Sabah gazetesinden Tuba Kalçık'a konuşan Ortaçgil'in söyleşisinin ilgili bölümü şöyle:
Sizin 'Parayı veren benim bestemi okur' diye bir yaklaşımınız yok, öyle değil mi?
Bestelerimin okunması konusunda keskin bir kriterim yok. Gülben Ergen de benim bestemi okudu mesela. 'Şarkımı asla Gülben Ergen okuyamaz' gibi bir yaklaşımım da olmadı kendisi bestemi istediğinde. Ben sadece ona şarkımı neden söylemese daha iyi oluru anlatmaya çalıştım kendimce. Ama ikna edemedim ve bestemi söyledi. Bestelerinizi diğer müzisyenlerle çok da paylaşmayan birisiniz...
Buna katılmıyorum. Eskiden benim şarkılarım kimsenin umurunda değildi. Çok kimse dinlemiyordu ya da istemiyordu ki bestelerimi. Para etmiyordu bestelerim eskiden. Yeni yeni değeri anlaşılmaya başladı. Örneğin, 'Sensiz Olmaz'ı 20 yıl önce söylemiştim ama Müslüm Gürsesokuyunca şarkının değeri ortaya çıktı.
Geçtiğimiz günlerde hain kalkışmanın yaşandığı 15 Temmuz'un ikinci yıldönümüydü. Bu konuyla ilgili düşüncelerinizi alabilir miyim?
15 Temmuz'da yaşananlar çok korkunçtu. Ben hayatım boyunca darbelerin her türlüsüne karşı olmuş biriyim. 15 Temmuz'da darbe girişimini durdurmak için yüzlerce insanımız öldü. Çok büyük bir felaketti o gece yaşananlar. Darbenin iyisi kötüsü olmaz. Siz yıllar önce yazdığınız şarkı sözlerinizde bile insanların kategorize edilmesine karşı çıkmış birisiniz. Günümüz Türkiye toplumunda da en çok ihtiyacımız olan şey, tüm renklerimizle birlik ve beraberlik içinde olmak. Katılıyor musunuz?

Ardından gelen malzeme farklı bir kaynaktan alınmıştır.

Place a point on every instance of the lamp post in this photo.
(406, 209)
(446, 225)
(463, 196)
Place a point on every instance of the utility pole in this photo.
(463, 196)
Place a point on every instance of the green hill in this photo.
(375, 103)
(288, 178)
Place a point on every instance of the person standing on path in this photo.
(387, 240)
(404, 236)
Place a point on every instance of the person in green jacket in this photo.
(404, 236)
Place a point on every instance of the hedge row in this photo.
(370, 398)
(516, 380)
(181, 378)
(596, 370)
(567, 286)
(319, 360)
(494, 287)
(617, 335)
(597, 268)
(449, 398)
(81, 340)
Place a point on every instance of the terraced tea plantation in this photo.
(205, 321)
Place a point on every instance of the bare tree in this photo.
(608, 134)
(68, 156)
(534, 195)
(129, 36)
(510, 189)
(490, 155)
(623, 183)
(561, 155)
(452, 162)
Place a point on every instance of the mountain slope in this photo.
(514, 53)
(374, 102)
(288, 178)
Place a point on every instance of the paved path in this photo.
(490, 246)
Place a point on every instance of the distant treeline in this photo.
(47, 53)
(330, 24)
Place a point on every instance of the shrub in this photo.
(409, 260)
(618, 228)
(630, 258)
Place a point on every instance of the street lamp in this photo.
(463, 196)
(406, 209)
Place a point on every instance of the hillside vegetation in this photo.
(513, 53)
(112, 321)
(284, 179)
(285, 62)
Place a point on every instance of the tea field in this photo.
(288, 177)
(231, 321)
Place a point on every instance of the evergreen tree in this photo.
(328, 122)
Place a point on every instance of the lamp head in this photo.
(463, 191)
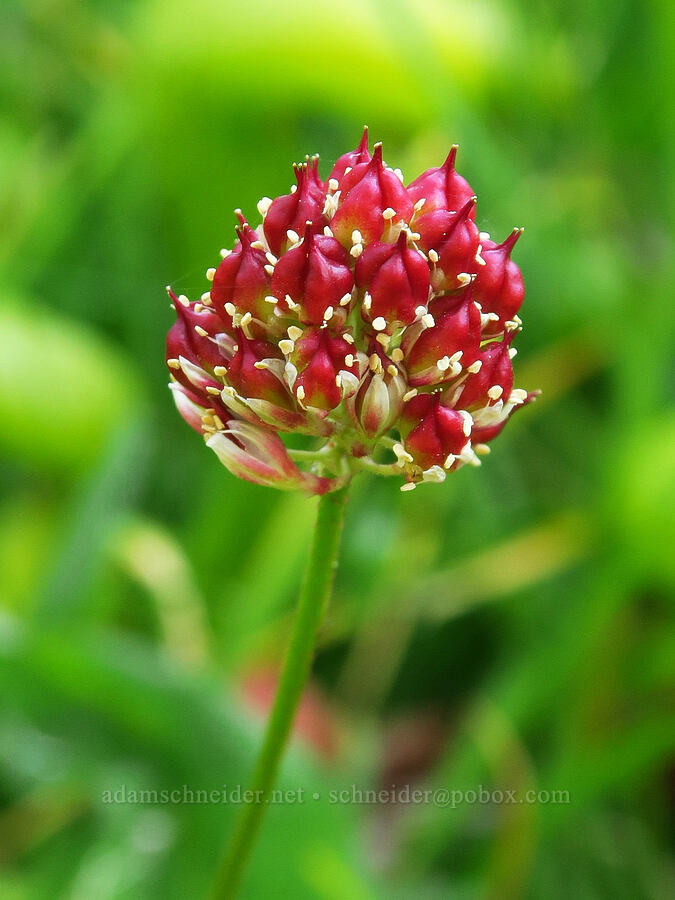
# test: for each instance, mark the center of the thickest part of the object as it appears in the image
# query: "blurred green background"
(511, 629)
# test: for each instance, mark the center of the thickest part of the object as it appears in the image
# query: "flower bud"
(422, 367)
(433, 433)
(499, 286)
(259, 456)
(291, 211)
(316, 276)
(455, 239)
(379, 400)
(484, 433)
(351, 159)
(192, 335)
(439, 353)
(255, 377)
(366, 193)
(241, 282)
(442, 188)
(397, 280)
(323, 369)
(493, 380)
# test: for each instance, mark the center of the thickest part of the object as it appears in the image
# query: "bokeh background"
(511, 629)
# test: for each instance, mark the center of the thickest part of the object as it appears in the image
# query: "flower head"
(370, 318)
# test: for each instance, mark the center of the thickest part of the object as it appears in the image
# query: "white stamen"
(401, 453)
(467, 424)
(263, 205)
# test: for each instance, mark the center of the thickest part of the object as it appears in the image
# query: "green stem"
(312, 602)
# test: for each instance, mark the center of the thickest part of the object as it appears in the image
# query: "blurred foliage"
(511, 629)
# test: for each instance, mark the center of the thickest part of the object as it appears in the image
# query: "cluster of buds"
(372, 318)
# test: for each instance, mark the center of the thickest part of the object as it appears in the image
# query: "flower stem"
(314, 596)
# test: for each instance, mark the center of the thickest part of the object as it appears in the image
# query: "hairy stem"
(314, 596)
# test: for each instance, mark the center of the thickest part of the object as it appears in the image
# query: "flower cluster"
(371, 317)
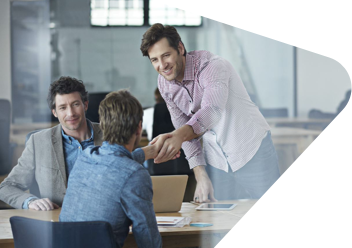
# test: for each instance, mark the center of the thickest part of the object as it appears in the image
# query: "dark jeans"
(252, 180)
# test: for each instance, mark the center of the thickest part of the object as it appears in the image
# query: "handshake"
(165, 147)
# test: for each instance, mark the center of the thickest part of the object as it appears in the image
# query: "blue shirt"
(109, 183)
(72, 148)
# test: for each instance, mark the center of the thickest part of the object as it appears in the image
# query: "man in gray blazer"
(50, 154)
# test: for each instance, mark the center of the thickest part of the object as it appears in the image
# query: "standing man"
(50, 154)
(208, 102)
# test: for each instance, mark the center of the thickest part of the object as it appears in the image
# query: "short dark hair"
(120, 114)
(156, 33)
(66, 85)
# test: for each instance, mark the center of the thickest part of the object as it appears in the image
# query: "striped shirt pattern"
(213, 100)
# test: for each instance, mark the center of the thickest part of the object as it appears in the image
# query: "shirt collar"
(189, 69)
(116, 148)
(70, 139)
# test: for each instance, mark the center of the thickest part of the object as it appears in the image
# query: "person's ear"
(139, 129)
(85, 105)
(181, 48)
(54, 112)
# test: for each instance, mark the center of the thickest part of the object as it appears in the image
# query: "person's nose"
(70, 111)
(163, 65)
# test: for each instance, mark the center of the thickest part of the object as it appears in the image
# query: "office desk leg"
(193, 240)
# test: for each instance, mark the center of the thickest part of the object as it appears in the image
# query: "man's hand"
(204, 189)
(42, 204)
(155, 146)
(170, 147)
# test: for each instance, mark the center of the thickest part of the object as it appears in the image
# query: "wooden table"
(186, 236)
(302, 138)
(299, 122)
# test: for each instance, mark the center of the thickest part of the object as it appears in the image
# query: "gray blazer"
(41, 167)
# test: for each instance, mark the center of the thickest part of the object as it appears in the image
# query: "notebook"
(168, 192)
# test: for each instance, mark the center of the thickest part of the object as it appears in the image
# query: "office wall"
(321, 81)
(5, 50)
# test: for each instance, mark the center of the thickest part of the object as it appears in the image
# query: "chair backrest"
(31, 233)
(274, 112)
(33, 188)
(5, 159)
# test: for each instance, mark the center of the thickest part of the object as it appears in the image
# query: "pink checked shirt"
(213, 100)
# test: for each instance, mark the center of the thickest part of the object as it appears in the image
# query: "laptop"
(168, 192)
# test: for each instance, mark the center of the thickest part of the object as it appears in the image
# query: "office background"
(54, 38)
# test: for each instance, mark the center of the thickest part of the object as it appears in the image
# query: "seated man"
(108, 182)
(50, 154)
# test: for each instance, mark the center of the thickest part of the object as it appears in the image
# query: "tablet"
(216, 206)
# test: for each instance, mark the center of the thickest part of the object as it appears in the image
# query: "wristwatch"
(30, 201)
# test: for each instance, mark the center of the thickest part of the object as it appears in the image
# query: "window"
(133, 13)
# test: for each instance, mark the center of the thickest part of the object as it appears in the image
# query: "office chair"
(31, 233)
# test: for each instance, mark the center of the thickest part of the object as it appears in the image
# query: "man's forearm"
(185, 133)
(149, 152)
(199, 171)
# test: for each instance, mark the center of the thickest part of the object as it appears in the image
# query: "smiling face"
(70, 110)
(168, 62)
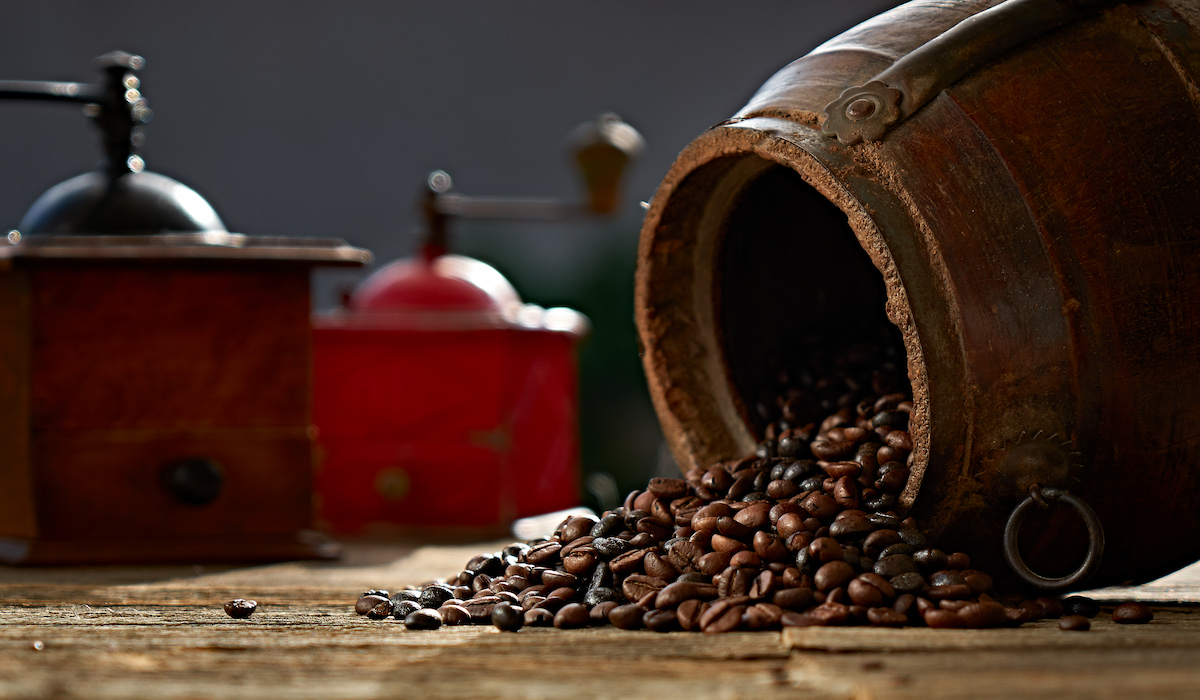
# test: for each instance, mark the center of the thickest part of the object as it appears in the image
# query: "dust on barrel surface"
(1029, 234)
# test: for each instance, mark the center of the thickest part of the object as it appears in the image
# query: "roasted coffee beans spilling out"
(240, 608)
(804, 532)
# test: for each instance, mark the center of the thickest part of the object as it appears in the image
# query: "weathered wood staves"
(1029, 227)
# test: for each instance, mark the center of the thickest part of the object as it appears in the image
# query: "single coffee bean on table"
(240, 608)
(1133, 614)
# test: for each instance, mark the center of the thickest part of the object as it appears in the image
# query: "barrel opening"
(801, 307)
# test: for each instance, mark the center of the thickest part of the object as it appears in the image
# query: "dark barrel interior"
(791, 279)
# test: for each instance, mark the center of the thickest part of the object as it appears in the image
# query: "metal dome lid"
(124, 213)
(133, 203)
(447, 283)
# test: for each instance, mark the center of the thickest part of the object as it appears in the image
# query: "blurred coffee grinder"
(441, 399)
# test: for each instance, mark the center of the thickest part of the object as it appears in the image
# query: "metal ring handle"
(1095, 546)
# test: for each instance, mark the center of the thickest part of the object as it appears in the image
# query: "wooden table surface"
(160, 632)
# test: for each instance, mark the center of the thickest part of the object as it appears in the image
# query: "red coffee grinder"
(441, 399)
(155, 369)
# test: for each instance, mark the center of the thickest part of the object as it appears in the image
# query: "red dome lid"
(447, 283)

Türkiye'de geçmişten itibaren toplumsal kesimler çok fazla birbirine rakip oldu. Farklı görüşteyiz diye senin müziğin ayrı, benimki ayrı, senin sineman ayrı, benimki ayrı. Ama böyle olmaz, bunu kırmamız gerekiyor, uzlaşmak zorundayız. Muhalefetiyle iktidarıyla uzlaşmamız gerekiyor. Sandıktan çıkan sonuca saygı duyulmalı öncelikle. Oy olarak da baktığımız zaman yüzde 52'yi yok mu sayacaksınız? Ya da muhalefette kalan yüzde 48'i? Başkan yüzde 52 civarında oy alarak seçilmiş. Muhalefet bunu kabul etmeli. İktidar da muhalefetin istek ve taleplerini göz önünde bulundurursa bu sorun çözülür bence. Eskiden şu anda muhalefette olan yüzde 48, yüzde 52'yi yok saymıştı. Bu bir hataydı. Yüzde 52 oy alanlar, bu hataya düşmez ve yüzde 48'i yok saymayarak hareket ederse sorunlarımızı çözeriz. Siyasette diyaloğun artmasını bu anlamda çok önemli buluyorum.